Microsoft Word, Entourage, Excel, and PowerPoint are key bridges between the two worlds. Remove them, and buying a Mac suddenly looks a lot scarier. Microsoft swears six ways to Sunday that it's going full-speed ahead in developing the next version of Office for Mac. And the Redmond team says it'll ship software this summer that will allow Apples running Microsoft's Entourage e-mail client to hook into the dominant corporate e-mail and scheduling program, Microsoft Exchange. "The relationship is as strong as ever," says Jessica Sommer, product manager at Microsoft's Macintosh Business Unit (Mac BU).

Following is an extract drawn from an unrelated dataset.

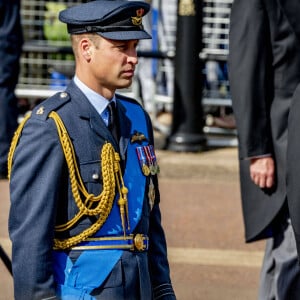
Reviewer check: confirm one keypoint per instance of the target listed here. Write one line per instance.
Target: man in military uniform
(85, 221)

But common business sense says that Microsoft may not want a part of this for much longer:

I'm having trouble seeing why Microsoft would continue throwing a significant amount of resources — the Mac BU has 150 coders — at a computing platform with a market share of only 5% of the installed PC base, according to Apple itself. Software works as a business when it scales to larger numbers of buyers. That's because once a program is developed, the cost of selling an extra unit is virtually nil.

So selling to smaller markets means, necessarily, smaller profits. As Microsoft seeks to squeeze out more income with Linux slowly eating at the edges of the desktop market and overall tech sales stagnant, support for Apple will look less like a viable business and more like foolish charity. As Linux matches Apple's market share and looks increasingly like a real competitor, any antitrust benefit to Microsoft for keeping Apple around has all but disappeared.

As Linux gains popularity for desktop use, I think it will spell even more trouble for Apple. They have some great products, but they need to find a way to use marketing to overcome consumer anxieties about purchasing a Mac. I think the problem is stagnant market share. Call me crazy, but if I was Steve Jobs I would say screw the earnings for a year or two, and focus on gaining market share by practically giving away Macs, or giving away any software you could ever want for your Mac if you purchase one. Once more people started using them, they may stick with it for their next computer purchase.